ATLANTA — The College Football Playoff semifinal between LSU and Oklahoma will match a transfer quarterback unlike any in history against Joe Burrow. The Sooners’ Jalen Hurts is … not the forgotten man, exactly. He was a Heisman finalist, after all. But he is certainly the Other Guy. He usually is. He left Alabama because he was the Other Guy. He will be the Other Guy against Burrow, and if Oklahoma somehow wins, he will be the Other Guy against Clemson’s Trevor Lawrence or Ohio State’s Justin Fields. It’s all rather incredible, because nobody in college football history has put together a career quite like Jalen Hurts.

Think of how hard it is to lead a team to the College Football playoff in your first year on campus. Hurts has done it twice. But even that undersells his ability to adapt. When he was asked how his experience as a true freshman at Alabama helped him this year, he said, “Having six different coaches in my time has helped me more than anything.”

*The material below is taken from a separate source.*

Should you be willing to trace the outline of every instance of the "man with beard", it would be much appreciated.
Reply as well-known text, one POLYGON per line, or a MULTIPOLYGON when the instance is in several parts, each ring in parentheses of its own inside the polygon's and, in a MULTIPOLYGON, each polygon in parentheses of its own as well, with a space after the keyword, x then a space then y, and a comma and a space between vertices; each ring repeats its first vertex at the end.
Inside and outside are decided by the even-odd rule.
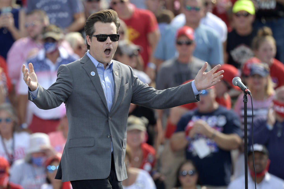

Six coaches? Yes, Hurts has had six direct superiors: Lane Kiffin, Steve Sarkisian, Mike Locksley, Josh Gattis and Brian Daboll at Alabama, and Lincoln Riley at Oklahoma. Hurts does not reveal much in interviews, proof that you can take the quarterback out of Alabama, but Nick Saban still won’t let him talk. So the fact he brought this up on his own tells you something. Hurts understands how hard this has been, even if we don’t.

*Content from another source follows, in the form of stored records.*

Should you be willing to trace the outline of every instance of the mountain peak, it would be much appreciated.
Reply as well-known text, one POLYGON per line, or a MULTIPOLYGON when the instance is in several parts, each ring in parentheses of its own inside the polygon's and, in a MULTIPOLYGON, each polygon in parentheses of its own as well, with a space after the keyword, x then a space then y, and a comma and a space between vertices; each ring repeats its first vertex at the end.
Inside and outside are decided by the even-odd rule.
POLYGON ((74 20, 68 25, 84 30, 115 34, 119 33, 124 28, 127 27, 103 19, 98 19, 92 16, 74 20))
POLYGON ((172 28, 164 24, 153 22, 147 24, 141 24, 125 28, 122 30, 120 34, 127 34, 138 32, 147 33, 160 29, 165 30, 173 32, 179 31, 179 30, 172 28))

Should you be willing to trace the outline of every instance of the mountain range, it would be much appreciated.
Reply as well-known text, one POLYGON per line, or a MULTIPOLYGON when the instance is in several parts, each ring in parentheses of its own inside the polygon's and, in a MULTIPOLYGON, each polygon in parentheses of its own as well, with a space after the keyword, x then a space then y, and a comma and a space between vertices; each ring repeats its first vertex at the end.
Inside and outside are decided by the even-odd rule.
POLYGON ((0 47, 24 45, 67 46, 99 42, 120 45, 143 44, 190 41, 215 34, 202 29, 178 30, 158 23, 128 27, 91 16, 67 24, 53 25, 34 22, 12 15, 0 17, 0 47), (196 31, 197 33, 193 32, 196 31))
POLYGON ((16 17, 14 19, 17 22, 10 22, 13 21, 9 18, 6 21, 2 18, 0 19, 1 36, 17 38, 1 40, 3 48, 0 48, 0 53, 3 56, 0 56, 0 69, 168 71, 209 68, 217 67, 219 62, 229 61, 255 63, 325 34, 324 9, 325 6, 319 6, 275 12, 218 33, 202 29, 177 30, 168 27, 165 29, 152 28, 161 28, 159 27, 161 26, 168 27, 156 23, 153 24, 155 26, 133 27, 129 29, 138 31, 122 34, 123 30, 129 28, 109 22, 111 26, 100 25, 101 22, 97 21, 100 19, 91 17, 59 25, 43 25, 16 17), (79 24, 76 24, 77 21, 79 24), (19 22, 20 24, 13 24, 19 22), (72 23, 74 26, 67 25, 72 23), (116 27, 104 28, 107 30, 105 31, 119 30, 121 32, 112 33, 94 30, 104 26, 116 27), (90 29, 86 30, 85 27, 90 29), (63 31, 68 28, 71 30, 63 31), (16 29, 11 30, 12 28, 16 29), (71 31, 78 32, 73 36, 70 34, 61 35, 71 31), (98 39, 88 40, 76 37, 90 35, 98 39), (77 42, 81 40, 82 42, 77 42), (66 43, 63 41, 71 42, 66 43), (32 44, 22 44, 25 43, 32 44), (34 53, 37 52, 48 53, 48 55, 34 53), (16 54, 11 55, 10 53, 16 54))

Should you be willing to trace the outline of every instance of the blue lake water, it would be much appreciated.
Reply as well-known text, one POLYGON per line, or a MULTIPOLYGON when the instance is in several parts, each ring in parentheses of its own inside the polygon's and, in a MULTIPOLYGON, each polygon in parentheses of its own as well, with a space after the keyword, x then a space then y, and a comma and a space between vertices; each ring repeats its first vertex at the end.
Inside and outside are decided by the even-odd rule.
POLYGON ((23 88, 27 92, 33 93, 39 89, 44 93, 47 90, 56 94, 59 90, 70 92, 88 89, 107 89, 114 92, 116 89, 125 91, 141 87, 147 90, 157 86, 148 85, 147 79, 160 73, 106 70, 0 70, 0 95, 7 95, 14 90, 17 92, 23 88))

In a less transactional era in college football, Hurts would spend two hours a day signing autographs for babies who were named after him. Somebody would retire his jersey number. Instead … well, there were uniforms of each of the four playoff teams on display at the College Football Hall of Fame Thursday. Organizers managed to find jerseys for Burrow, Clemson’s Trevor Lawrence, Ohio State’s Chase Young … and Oklahoma’s Baker Mayfield.

It was a minor, perhaps meaningless snub. But Hurts is used to this by now. As a true freshman, he led Alabama to the national title game. As a sophomore, he led the Crimson Tide to the title game again. And now, as a senior, he has led Oklahoma to the playoff. But it is all colored by what happened in between. He was benched twice for Tua Tagovailoa—first in the national title game against Georgia, and then for the 2018 regular season. Even at Oklahoma, it is easy to see him for who he isn’t. After Mayfield and Kyler Murray won Heismans, who is amazed that Hurts finished second?

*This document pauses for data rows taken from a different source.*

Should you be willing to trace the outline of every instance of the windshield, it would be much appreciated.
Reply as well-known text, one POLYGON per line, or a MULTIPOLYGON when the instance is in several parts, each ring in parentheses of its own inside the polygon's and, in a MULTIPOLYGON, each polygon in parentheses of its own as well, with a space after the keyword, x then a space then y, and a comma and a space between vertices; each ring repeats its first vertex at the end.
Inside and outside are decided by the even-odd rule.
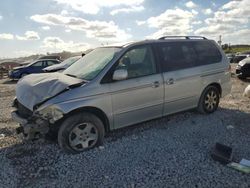
POLYGON ((84 80, 92 80, 120 50, 120 48, 97 48, 79 59, 63 73, 84 80))
POLYGON ((66 60, 64 60, 61 64, 62 65, 72 65, 73 63, 75 63, 77 60, 79 60, 81 57, 80 56, 77 56, 77 57, 70 57, 66 60))

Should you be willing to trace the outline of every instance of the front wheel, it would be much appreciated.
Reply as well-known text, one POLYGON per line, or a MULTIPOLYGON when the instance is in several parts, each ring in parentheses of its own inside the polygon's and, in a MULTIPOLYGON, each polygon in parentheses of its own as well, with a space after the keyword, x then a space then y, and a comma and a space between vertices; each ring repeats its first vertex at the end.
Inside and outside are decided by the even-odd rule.
POLYGON ((90 113, 79 113, 68 117, 58 132, 59 146, 69 153, 80 153, 99 146, 104 139, 102 121, 90 113))
POLYGON ((213 113, 220 102, 220 93, 217 87, 208 86, 202 93, 198 104, 198 111, 202 114, 213 113))

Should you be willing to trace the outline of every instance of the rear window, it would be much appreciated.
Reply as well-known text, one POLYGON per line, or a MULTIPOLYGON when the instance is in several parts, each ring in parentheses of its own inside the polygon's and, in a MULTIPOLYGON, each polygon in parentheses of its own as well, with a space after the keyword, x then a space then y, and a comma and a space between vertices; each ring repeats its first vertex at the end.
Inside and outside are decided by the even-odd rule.
POLYGON ((222 55, 209 41, 166 42, 158 46, 163 71, 175 71, 218 63, 222 55))

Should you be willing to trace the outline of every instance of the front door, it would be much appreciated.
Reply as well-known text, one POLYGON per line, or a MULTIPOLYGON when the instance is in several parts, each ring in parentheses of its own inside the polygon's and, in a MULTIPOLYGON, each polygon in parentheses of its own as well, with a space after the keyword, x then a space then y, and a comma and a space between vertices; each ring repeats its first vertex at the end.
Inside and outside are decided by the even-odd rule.
POLYGON ((110 83, 114 128, 162 116, 163 77, 159 73, 151 46, 128 50, 117 69, 126 69, 128 78, 110 83))
POLYGON ((158 51, 165 83, 164 115, 196 107, 202 81, 192 43, 164 42, 158 51))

Tagovailoa, Burrow and Lawrence will probably be better pros. Fields had a preposterous season: 40 touchdowns, one interception. But there has always been a place in college football for guys who were just fantastic at college football—who had the maturity, talent, mental acuity and timing to squeeze a ton of success out of what is always a short career.

Hurts deflected a chance to comment on his place in the sport’s history: “I can’t make that decision for me. Whenever the time is right … make it now, make it in a month, whatever.”

Don’t wait a month. Don’t wait to see if he pulls off one of the biggest upsets in the playoff’s history. Appreciate him now: Jalen Hurts managed to put together a classic career while smoothly handling the sport’s modern turbulence. He was not intimidated when he took over at Alabama. He did not flinch when Tagovailoa replaced him. In arguably Alabama’s biggest win of 2018, the SEC Championship Game, Hurts replaced an injured and struggling Tagavailoa and led the Crimson Tide to victory. Then he went to Norman and, as Riley says, “sped up a relationship that, a lot of times, takes multiple years to build.”

This season Hurts has run for 1,255 yards (5.7 yards per carry) and 18 touchdowns. LSU coach Ed Orgeron says, “That’s a wildcat tailback back there.” Yet Hurts has also completed 71.8% of his passes, and Orgeron is the last person who needs convincing. As he pointed out Thursday, Hurts has beaten his LSU teams twice.

“He’s put their team on his shoulders,” Orgeron says. “They are doing whatever they want to do with him.”

We know Hurts is a very good quarterback, but we don’t seem to think of Hurts this way. We think of him riding other people’s shoulders. We think of him benefiting from Saban’s talent and Riley’s system. Well, sure he did. Nobody wins games alone. But Hurts has led three teams to the playoff. By any reasonable standard, he should be back at the College Football Hall of Fame some day—as an inductee.